(659c) Techno-Economic and Life Cycle Analysis for the Production of Renewable Acrylonitrile from Non-Food Biomass

The industrial sector anticipates an 11-18% annual increase in the market for carbon fiber, specifically driven by the motivation to reduce weight for vehicles. Currently, the highest performance carbon fibers are produced by heat treatment or controlled pyrolysis of polyacrylonitrile (PAN). The precursor acrylonitrile (ACN) monomer is currently produced via ammoxidation of propylene, a high volume commodity chemical subject to the volatility of the petrochemical market. Propylene accounts for approximately 70% of the total ACN production cost. The goal of this work is to develop a cost-effective, low environmental impact process for production of ACN from biomass-derived sugars, such that the ACN meets all chemical specifications of and is a direct replacement for conventional propylene-based ACN.
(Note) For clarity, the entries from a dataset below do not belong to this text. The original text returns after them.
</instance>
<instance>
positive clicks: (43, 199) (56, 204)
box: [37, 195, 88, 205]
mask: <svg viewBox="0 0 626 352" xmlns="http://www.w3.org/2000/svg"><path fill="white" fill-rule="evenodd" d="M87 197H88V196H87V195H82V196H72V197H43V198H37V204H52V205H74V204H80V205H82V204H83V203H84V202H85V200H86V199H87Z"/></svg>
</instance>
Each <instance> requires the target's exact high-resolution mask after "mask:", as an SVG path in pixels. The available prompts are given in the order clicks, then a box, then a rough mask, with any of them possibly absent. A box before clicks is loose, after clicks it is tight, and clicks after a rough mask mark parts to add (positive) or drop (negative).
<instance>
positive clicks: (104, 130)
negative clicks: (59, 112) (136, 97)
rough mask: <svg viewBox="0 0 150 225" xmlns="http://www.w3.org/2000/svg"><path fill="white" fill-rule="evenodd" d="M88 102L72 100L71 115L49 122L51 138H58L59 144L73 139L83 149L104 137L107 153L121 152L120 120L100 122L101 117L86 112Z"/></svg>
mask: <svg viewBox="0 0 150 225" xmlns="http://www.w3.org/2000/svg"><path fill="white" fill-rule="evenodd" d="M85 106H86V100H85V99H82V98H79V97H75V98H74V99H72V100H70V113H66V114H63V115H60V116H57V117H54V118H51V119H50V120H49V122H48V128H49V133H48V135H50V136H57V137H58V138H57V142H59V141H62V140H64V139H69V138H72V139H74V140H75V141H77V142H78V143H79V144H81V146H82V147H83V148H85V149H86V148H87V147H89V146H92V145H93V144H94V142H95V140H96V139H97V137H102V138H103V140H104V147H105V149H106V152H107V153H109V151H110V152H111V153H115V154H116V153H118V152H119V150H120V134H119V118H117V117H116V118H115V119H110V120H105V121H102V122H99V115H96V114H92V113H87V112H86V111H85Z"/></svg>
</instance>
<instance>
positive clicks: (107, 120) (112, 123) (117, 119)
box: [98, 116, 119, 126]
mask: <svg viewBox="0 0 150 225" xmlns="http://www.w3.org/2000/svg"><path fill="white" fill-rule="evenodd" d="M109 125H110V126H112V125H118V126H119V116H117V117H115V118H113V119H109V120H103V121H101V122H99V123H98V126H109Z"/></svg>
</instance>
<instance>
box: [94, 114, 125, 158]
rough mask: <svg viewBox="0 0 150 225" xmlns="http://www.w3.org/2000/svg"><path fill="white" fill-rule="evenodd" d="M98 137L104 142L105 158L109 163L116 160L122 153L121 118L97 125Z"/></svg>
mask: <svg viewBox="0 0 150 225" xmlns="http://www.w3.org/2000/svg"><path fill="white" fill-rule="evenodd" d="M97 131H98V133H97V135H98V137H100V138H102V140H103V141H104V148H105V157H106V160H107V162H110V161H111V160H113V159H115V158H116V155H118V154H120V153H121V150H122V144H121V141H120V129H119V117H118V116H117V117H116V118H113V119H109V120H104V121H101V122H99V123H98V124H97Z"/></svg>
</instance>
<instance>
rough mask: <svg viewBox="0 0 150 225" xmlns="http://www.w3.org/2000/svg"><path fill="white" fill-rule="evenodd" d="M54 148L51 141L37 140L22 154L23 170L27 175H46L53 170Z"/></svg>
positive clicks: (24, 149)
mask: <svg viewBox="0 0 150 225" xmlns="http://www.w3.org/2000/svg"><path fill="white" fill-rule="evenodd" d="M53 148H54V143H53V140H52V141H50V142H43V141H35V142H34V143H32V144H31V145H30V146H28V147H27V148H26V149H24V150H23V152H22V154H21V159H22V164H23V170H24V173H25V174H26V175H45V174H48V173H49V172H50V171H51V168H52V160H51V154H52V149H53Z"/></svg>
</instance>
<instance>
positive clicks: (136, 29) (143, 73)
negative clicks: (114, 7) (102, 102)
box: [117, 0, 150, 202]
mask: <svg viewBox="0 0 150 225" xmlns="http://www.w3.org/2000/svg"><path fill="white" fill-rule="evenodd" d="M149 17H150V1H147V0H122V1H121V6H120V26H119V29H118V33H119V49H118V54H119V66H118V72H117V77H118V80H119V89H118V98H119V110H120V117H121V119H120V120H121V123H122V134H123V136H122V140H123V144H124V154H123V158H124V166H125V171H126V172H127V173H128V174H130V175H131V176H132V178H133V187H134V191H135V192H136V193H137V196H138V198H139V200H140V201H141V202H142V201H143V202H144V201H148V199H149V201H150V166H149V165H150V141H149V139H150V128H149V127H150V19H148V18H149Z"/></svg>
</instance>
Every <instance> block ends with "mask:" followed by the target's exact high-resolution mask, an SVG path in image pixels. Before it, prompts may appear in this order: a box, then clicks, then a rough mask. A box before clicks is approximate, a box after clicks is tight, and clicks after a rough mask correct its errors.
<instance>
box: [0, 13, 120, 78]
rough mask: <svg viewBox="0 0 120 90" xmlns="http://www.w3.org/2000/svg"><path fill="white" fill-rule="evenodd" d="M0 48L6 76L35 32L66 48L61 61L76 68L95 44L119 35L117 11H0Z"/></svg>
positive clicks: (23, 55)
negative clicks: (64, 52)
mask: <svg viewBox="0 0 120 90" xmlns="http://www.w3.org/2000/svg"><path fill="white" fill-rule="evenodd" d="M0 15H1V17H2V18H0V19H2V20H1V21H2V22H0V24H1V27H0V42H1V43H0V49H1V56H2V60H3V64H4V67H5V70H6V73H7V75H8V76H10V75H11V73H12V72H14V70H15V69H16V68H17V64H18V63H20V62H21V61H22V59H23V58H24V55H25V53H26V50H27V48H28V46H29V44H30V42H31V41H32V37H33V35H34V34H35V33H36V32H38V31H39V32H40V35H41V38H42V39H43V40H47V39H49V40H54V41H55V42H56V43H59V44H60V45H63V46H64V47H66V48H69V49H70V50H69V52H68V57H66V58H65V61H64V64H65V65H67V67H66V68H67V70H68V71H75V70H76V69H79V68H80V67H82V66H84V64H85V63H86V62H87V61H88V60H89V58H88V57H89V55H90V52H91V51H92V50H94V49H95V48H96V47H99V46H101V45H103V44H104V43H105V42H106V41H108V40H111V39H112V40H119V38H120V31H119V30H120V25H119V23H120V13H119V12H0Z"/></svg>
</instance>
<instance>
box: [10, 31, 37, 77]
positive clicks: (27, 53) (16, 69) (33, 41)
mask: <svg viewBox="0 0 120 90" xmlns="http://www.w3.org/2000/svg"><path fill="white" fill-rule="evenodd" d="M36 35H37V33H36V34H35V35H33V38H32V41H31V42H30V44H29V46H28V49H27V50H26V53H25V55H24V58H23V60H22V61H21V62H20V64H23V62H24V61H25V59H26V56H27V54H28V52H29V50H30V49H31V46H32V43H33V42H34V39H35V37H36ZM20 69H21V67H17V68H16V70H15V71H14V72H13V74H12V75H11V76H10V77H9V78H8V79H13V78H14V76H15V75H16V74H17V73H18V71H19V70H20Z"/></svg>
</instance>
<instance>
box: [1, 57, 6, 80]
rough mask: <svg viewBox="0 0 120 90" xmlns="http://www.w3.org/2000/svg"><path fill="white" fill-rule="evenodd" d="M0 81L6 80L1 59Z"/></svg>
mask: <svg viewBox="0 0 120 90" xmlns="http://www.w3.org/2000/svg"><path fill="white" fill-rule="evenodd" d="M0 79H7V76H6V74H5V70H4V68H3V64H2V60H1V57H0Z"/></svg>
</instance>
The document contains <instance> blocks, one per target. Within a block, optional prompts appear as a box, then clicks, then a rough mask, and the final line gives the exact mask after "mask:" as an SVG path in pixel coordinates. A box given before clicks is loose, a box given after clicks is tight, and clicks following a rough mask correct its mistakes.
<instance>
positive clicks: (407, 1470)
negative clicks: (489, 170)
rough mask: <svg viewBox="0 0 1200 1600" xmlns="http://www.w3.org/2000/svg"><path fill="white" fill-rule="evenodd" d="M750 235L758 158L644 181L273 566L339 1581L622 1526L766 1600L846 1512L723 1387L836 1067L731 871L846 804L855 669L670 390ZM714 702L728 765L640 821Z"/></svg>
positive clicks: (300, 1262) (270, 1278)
Southern Research (SR) has developed the biomass to ACN (B2ACN) process under a cooperative agreement with the Department of Energy during Phase I. The process is currently being designed for Phase II pilot studies at a scale of kg/hr. Briefly, B2ACN is a multi-step catalytic process for the conversion of sugars from non-food biomass to ACN at mild conditions. The process utilizes known pretreatment methods for recovery of sugars from any type of biomass. In the first reaction step, sugars are converted to glycols/glycerol using a novel multi-functional catalyst. After desired separation, glycerol is then converted to a gas phase intermediate acrolein in the second reaction step, which is followed by ammoxidation of acrolein to acrylonitrile in the final reaction step. Critical performance attributes of the acrylonitrile product are compared to a propylene-derived standard for production readiness in the PAN and carbon fiber processes. The process has been optimized for heat recovery and separations. Phase I experimental results and initial estimates show a significant reduction in greenhouse gas (GHG) emissions of up to ~37% and cost reduction of up to ~15-22% compared to propylene-derived ACN. This paper will discuss the techno-economic and lifecycle impact on the production of ACN with respect to key variables, including feed materials, impurity/by-product separations, catalysts, utilities, water utilization, and green field capital expenditures tailored to downstream applications. The motivation of this study is to provide a guide to end consumers and brand owners to realize the potentials and pitfalls of the process for further improvements and adoption.